Reason 7: Because you don't have Time to Meditate, plus it's Boring AF

benefits of play--helps you be more mindful without meditating

Full disclosure: I actually like meditating. It’s helped me center and regulate emotions at various stages of my life.

But I often don’t have time for it.

Like right now. I don’t have time to take a shower in the morning. Toddlers don’t really understand that daddy or mommy needs to take 30 to take a relaxing shower in order to not smell like some creature from some deep lagoon. They want their cereal. They want their yogurt. Then they just keep wanting things pretty much for the rest of the day until they don’t want to go to bed. Good times.

So I have to fit my mindfulness into the day other ways.

For me, games are clutch here.

Games can help me calm down, help me enjoy the moment, and help me figure out how I’m currently feeling.

I can blow out pretend birthday candles or breathe along to a song to calm myself down. I can repeat a mantra or count the red cars that go by.

Or I could play copycat with my daughter or a friend to get in sync with them and enjoy the moment.

I can even have dance parties, play mirroring games, take a detour, or agree and add onto what others are saying to find the joy in each moment and become more positive, less judgmental, and more creative.
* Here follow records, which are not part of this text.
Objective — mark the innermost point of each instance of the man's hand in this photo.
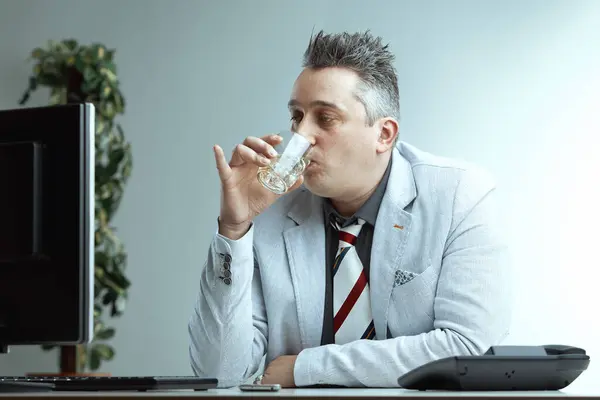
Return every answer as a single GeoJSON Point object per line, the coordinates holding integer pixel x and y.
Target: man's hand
{"type": "Point", "coordinates": [280, 370]}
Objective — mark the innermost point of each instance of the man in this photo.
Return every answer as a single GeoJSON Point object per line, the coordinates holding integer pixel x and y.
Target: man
{"type": "Point", "coordinates": [420, 273]}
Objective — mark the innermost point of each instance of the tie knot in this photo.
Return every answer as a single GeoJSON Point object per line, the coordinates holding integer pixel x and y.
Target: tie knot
{"type": "Point", "coordinates": [349, 233]}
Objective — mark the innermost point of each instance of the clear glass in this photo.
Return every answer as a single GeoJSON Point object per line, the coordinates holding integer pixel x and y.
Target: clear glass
{"type": "Point", "coordinates": [286, 168]}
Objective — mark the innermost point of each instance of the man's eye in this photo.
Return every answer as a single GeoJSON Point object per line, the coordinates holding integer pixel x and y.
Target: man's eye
{"type": "Point", "coordinates": [325, 118]}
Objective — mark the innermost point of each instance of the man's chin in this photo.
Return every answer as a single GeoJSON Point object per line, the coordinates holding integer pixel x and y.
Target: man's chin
{"type": "Point", "coordinates": [315, 183]}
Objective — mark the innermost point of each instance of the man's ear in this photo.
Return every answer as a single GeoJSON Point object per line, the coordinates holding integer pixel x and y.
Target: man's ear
{"type": "Point", "coordinates": [388, 132]}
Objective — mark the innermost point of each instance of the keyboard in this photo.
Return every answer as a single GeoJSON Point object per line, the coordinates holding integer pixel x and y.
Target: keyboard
{"type": "Point", "coordinates": [102, 383]}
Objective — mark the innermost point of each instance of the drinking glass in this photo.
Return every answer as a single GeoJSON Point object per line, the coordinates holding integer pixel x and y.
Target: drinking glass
{"type": "Point", "coordinates": [285, 169]}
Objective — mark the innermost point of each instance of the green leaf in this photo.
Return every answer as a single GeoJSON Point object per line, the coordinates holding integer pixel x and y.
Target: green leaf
{"type": "Point", "coordinates": [70, 44]}
{"type": "Point", "coordinates": [94, 359]}
{"type": "Point", "coordinates": [105, 334]}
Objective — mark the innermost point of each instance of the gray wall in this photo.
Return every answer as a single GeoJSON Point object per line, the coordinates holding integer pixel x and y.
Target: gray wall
{"type": "Point", "coordinates": [511, 85]}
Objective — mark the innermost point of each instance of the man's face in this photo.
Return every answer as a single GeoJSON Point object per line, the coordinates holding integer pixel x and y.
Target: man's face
{"type": "Point", "coordinates": [324, 108]}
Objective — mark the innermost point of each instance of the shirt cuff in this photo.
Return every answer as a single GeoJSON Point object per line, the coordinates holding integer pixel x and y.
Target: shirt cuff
{"type": "Point", "coordinates": [303, 368]}
{"type": "Point", "coordinates": [230, 257]}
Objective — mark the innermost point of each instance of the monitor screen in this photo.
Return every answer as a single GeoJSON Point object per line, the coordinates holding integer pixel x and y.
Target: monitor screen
{"type": "Point", "coordinates": [46, 224]}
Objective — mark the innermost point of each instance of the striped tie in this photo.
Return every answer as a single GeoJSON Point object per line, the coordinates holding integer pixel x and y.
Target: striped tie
{"type": "Point", "coordinates": [351, 302]}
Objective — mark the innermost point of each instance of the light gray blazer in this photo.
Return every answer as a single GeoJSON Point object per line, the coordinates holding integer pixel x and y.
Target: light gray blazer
{"type": "Point", "coordinates": [439, 282]}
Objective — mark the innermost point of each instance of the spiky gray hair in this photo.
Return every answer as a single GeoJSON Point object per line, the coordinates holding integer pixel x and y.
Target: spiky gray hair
{"type": "Point", "coordinates": [370, 59]}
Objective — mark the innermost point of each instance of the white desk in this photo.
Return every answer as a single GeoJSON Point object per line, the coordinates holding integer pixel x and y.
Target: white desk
{"type": "Point", "coordinates": [334, 393]}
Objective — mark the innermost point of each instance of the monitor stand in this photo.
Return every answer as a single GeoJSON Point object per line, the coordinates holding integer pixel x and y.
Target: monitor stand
{"type": "Point", "coordinates": [7, 386]}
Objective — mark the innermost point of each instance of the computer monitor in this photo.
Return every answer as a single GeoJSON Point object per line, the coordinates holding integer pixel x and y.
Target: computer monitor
{"type": "Point", "coordinates": [47, 225]}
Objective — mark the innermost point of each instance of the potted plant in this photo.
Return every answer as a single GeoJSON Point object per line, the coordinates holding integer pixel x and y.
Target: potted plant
{"type": "Point", "coordinates": [75, 73]}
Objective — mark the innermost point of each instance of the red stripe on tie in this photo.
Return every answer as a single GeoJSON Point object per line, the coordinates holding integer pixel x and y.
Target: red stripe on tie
{"type": "Point", "coordinates": [347, 237]}
{"type": "Point", "coordinates": [352, 298]}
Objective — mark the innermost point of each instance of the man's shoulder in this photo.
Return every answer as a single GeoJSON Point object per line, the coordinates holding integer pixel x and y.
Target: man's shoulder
{"type": "Point", "coordinates": [445, 175]}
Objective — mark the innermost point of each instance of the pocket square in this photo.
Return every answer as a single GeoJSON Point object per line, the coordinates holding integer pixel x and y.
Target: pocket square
{"type": "Point", "coordinates": [401, 277]}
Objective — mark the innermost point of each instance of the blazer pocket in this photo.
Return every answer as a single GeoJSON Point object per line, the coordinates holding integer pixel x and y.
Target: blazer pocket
{"type": "Point", "coordinates": [411, 307]}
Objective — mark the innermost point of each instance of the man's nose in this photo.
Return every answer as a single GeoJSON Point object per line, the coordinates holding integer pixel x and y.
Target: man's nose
{"type": "Point", "coordinates": [307, 131]}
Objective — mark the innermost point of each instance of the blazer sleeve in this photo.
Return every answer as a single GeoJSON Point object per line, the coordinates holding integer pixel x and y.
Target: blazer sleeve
{"type": "Point", "coordinates": [472, 305]}
{"type": "Point", "coordinates": [225, 312]}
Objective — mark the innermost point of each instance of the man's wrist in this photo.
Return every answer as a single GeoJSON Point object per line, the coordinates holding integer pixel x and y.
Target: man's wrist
{"type": "Point", "coordinates": [233, 231]}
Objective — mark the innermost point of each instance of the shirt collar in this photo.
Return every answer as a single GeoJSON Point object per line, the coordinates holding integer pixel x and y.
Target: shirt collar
{"type": "Point", "coordinates": [368, 211]}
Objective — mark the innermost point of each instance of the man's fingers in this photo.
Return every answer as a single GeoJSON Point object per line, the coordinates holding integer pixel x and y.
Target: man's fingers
{"type": "Point", "coordinates": [222, 166]}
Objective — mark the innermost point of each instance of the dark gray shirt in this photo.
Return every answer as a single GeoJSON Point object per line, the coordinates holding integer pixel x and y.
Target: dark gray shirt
{"type": "Point", "coordinates": [367, 212]}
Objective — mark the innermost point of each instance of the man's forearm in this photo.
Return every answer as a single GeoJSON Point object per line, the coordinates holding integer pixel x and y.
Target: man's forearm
{"type": "Point", "coordinates": [220, 344]}
{"type": "Point", "coordinates": [377, 363]}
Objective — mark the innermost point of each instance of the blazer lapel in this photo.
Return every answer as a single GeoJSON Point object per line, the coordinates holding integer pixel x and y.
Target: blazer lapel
{"type": "Point", "coordinates": [305, 247]}
{"type": "Point", "coordinates": [392, 229]}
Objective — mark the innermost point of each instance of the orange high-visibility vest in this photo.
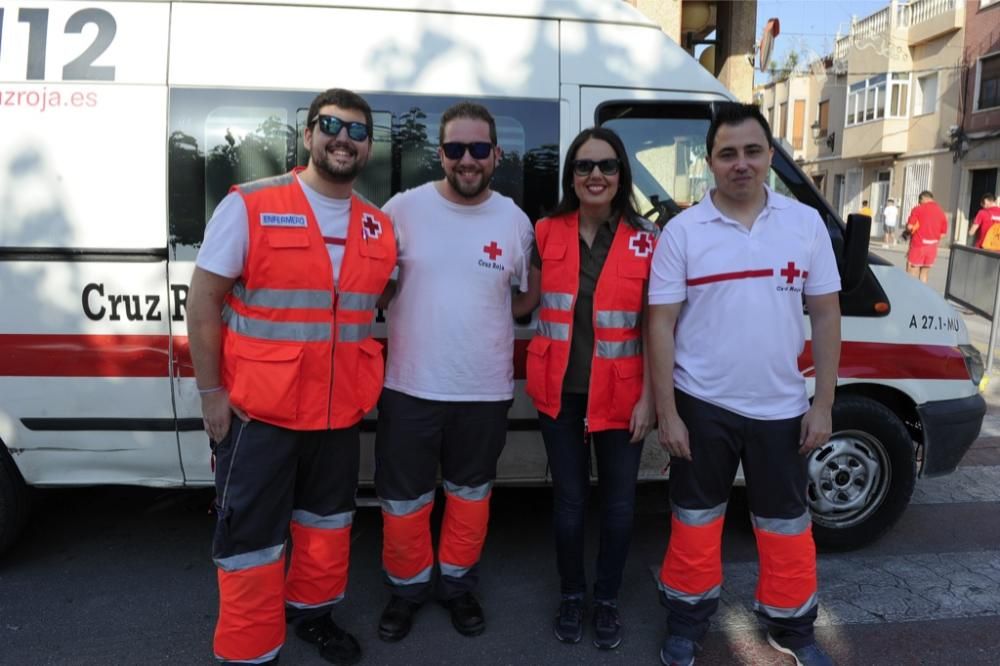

Games allow us to work on how we are maneuvering through our worlds and how we think about said worlds without it feeling like work. And you can add it into your day without setting aside a separate time for it. 

Because Dolly Parton Says So

Dolly Parton once sang, “The day you’re born is the day you start to die.” Dolly Happy AF Parton! So I’m pretty sure it behooves us all to start making our dwindling days as fun as possible.

Are you waiting to land that perfect job…and then you’ll be happy?

Waiting until you meet that special someone…then you’ll totes be happy?

Waiting until you make more money? Have more time? Retire? Kids move out? Or just waiting because happiness and joy are not even on your radar these days?

Well, stop.

We can all add play to our hectic, soul-crushing lives. You don’t need extra time or money or skills to play games. Just add them to your normal humdrum everyday routine to experience the benefits of play.

I’ve developed over 120 everyday games based on my research on how improv positively affects the brain. They are easy, silly, and can help us all begin to play our ways saner then we are today. Saner and happier and more connected with each other.

So start playing today. Dolly Parton says your very soul depends on it.